This transition between fall and winter may seem like a boring or ugly season, after all the “leaf peeping” tourists have gone home and before all the people come up for ski season. You may be getting in the last of the dwindling biking days or you may have already hung your bike up for the season. This transition period, before your skis or snowboards come out for the season, is a great chance to reflect on the fun and busy summer, and a wonderful opportunity to slow down a little bit before the next season starts. If you’re anything like us, the summer is jam packed with biking, BBQs, hanging out with friends and family, more biking, spending time on the water, and so on. Basically anytime the sun is out there can feel like an unofficial obligation to get outside and spend as much time in the outdoors as possible. While we absolutely love the outdoors, if it’s a nice summer with lots of sunshine, we can be outdoors and darting around so much that we run ourselves ragged. It feels weird to complain about this because it’s not really a problem at all, but when you’re just going, going, going all the time, it can be absolutely exhausting. So much so that you might even look forward to a rainy day so that you can get the necessary things done in your life like that overlooked and not-nearly-as-fun housework or other “adulting” tasks.
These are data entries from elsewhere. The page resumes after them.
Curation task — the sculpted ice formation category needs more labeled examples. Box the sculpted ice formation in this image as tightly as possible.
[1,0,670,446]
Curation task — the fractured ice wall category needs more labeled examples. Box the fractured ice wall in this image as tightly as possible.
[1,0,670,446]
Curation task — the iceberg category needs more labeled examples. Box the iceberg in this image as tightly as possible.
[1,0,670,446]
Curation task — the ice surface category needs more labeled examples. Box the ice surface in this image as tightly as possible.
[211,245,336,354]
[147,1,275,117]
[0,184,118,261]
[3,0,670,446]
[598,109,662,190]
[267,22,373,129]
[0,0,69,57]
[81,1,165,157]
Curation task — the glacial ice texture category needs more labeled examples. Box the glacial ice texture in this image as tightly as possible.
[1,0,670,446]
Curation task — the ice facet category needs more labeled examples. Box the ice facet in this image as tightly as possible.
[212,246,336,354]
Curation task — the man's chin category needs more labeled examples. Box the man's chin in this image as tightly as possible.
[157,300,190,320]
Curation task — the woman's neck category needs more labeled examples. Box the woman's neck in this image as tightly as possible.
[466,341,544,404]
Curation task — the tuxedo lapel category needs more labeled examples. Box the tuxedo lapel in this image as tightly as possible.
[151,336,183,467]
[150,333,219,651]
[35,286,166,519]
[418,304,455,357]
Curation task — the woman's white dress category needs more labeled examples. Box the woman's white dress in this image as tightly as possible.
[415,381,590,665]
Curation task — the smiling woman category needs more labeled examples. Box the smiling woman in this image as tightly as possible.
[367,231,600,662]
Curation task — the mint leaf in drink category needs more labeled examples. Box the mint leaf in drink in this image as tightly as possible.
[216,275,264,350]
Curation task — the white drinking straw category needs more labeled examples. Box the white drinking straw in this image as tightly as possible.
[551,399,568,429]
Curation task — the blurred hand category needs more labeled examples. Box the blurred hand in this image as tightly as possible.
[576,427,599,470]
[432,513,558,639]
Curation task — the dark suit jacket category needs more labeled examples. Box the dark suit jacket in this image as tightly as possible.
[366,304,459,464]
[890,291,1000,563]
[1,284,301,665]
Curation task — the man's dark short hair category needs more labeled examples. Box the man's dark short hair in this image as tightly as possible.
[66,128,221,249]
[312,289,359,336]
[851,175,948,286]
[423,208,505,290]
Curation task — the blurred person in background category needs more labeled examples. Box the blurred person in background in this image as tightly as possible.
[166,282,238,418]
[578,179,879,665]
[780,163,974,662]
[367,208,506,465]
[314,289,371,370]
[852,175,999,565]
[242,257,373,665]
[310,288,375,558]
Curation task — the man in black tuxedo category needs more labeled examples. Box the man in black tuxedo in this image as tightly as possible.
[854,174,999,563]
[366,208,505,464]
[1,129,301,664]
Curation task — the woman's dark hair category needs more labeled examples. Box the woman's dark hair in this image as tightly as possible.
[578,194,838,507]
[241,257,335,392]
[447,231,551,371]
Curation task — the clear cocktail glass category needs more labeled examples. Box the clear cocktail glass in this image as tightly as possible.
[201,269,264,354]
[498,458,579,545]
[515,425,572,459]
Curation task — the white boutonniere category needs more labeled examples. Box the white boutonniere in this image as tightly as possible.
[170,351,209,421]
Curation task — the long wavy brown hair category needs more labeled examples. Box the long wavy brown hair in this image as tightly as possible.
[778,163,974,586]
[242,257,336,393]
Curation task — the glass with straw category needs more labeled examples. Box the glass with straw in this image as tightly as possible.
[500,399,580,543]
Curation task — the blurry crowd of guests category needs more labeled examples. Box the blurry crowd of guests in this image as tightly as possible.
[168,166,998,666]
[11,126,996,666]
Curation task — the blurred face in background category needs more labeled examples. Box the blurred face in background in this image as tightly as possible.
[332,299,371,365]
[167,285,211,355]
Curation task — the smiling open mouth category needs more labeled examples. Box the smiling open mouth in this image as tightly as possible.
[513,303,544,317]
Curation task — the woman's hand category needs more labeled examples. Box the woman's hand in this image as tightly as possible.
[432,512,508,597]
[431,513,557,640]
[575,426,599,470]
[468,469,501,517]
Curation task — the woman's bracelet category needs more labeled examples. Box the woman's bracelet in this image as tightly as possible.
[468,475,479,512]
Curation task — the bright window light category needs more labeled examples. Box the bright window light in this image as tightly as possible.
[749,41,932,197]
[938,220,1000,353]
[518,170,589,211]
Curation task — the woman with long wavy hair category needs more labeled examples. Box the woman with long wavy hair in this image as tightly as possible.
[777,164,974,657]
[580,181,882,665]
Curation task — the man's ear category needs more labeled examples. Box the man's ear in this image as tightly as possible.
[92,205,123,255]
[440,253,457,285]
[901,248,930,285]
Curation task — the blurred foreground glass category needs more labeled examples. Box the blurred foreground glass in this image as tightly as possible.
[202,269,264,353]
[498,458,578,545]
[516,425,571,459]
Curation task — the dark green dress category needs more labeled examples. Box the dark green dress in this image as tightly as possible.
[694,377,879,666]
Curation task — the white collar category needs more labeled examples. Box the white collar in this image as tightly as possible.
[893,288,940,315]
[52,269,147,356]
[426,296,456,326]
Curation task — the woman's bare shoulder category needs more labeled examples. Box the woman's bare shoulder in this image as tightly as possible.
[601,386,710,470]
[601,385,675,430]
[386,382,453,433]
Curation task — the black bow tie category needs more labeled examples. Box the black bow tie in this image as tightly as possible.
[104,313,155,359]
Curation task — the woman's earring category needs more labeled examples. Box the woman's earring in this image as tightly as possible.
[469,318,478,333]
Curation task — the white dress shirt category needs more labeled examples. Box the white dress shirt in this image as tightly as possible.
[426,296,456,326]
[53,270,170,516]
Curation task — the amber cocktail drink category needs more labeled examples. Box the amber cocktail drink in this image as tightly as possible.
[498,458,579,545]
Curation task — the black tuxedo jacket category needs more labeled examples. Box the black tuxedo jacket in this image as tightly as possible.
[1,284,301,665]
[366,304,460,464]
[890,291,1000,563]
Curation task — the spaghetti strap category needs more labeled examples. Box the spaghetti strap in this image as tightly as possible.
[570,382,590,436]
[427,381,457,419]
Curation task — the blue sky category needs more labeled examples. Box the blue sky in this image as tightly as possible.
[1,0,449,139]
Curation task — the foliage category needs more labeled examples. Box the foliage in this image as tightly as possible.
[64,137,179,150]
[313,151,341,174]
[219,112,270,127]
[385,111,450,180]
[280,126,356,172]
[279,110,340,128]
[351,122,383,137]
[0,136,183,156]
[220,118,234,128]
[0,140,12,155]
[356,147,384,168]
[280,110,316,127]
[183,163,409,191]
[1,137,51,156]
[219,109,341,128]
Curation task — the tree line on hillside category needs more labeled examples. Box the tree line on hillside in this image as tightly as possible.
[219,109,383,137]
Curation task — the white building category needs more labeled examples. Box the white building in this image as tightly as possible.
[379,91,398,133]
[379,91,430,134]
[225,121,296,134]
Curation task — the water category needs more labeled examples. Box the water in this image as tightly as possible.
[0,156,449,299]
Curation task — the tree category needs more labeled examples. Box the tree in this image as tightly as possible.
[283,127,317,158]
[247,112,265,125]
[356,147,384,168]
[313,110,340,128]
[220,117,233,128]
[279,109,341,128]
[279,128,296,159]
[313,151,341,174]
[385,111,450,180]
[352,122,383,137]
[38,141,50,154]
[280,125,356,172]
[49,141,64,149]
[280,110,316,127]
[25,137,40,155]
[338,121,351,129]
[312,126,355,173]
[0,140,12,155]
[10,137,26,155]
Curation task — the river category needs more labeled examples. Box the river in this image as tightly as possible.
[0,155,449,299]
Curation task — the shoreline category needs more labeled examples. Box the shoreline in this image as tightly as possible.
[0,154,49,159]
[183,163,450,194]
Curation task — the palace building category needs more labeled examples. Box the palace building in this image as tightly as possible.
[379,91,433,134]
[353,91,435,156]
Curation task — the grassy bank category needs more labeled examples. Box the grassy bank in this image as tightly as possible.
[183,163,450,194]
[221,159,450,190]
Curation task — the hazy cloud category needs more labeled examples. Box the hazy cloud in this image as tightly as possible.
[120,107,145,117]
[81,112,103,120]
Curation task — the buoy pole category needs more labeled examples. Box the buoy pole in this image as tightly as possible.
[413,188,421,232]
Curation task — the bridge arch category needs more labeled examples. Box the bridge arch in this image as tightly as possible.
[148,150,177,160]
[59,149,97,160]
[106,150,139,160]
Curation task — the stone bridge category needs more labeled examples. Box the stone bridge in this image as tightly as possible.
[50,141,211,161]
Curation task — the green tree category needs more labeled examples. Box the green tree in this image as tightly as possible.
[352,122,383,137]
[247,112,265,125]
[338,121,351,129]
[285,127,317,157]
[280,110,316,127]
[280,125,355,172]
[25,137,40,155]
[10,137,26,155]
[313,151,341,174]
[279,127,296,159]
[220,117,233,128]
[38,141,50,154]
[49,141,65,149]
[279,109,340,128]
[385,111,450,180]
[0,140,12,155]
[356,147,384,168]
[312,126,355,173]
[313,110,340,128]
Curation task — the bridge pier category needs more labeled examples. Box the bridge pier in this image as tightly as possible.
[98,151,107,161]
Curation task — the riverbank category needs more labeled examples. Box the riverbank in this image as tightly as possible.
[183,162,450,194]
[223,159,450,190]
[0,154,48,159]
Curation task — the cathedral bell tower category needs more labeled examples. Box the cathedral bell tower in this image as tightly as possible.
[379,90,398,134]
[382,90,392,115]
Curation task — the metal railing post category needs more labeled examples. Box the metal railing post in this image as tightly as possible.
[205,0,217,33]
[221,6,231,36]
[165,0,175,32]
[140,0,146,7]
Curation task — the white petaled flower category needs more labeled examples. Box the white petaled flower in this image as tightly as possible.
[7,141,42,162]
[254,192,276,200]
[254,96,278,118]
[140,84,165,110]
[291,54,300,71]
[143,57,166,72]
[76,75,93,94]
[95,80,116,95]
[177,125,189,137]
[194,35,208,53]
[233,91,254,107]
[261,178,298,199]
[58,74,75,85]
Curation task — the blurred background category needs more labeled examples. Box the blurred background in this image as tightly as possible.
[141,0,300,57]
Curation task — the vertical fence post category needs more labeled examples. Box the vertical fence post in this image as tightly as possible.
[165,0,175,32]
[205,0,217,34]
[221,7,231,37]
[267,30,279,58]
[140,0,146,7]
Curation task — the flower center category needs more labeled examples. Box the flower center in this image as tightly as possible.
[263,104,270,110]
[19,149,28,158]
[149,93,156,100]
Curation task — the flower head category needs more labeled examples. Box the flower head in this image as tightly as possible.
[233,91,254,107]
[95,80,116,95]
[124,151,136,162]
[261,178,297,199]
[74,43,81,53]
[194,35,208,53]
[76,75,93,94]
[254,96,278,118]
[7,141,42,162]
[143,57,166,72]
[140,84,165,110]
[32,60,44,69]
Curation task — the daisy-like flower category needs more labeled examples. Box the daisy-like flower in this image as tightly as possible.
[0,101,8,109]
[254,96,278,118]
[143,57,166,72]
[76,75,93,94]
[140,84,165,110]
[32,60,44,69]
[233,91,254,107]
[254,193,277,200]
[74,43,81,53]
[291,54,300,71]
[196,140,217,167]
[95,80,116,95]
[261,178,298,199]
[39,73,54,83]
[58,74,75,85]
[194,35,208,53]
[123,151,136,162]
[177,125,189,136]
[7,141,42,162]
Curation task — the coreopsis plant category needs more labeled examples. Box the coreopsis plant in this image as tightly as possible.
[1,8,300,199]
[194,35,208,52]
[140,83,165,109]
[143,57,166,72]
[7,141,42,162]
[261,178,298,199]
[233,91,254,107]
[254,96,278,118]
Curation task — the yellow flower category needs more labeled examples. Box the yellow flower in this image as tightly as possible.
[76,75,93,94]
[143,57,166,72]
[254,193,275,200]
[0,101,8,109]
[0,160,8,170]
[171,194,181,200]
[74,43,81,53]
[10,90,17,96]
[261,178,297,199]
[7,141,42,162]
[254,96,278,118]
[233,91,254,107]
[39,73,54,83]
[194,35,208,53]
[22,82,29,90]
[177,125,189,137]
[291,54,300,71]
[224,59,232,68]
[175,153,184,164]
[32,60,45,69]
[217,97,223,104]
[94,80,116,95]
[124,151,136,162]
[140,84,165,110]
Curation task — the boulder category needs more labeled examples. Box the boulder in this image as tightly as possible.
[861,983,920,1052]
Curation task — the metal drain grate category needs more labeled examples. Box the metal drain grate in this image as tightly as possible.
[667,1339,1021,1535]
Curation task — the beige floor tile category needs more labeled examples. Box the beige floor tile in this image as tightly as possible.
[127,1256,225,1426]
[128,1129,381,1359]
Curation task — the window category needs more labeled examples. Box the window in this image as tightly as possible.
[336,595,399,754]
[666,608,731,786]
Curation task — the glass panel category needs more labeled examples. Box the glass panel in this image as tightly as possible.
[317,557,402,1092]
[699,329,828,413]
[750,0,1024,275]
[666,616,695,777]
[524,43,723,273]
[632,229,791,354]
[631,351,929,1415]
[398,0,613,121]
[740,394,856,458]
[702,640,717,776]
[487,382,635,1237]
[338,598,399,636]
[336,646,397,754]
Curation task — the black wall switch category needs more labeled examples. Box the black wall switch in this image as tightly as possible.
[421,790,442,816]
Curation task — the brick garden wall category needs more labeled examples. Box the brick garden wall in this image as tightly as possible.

While this isn’t even really a problem and might not be something you personally experience, it has helped us truly appreciate (and even look forward to) stick season. Between late October into early December, we take this “season” as a chance to slow down from the busy pace of summer, reconnect with people we haven’t seen between everyone’s hectic summer travel schedules, reflect on everything we’ve accomplished over the summer months, and recharge for a winter filled with skiing, snowboarding, and other activities.
So, if you’re feeling bored or unsure of what to do after biking is over for the season, slow down, make yourself a nice cup of tea or a pumpkin spice latte, call up a friend, watch a movie, have lunch with your parents, or do anything else you’ve been neglecting all summer. You’ll be glad you did and you’ll feel refreshed and ready to go when the next season starts.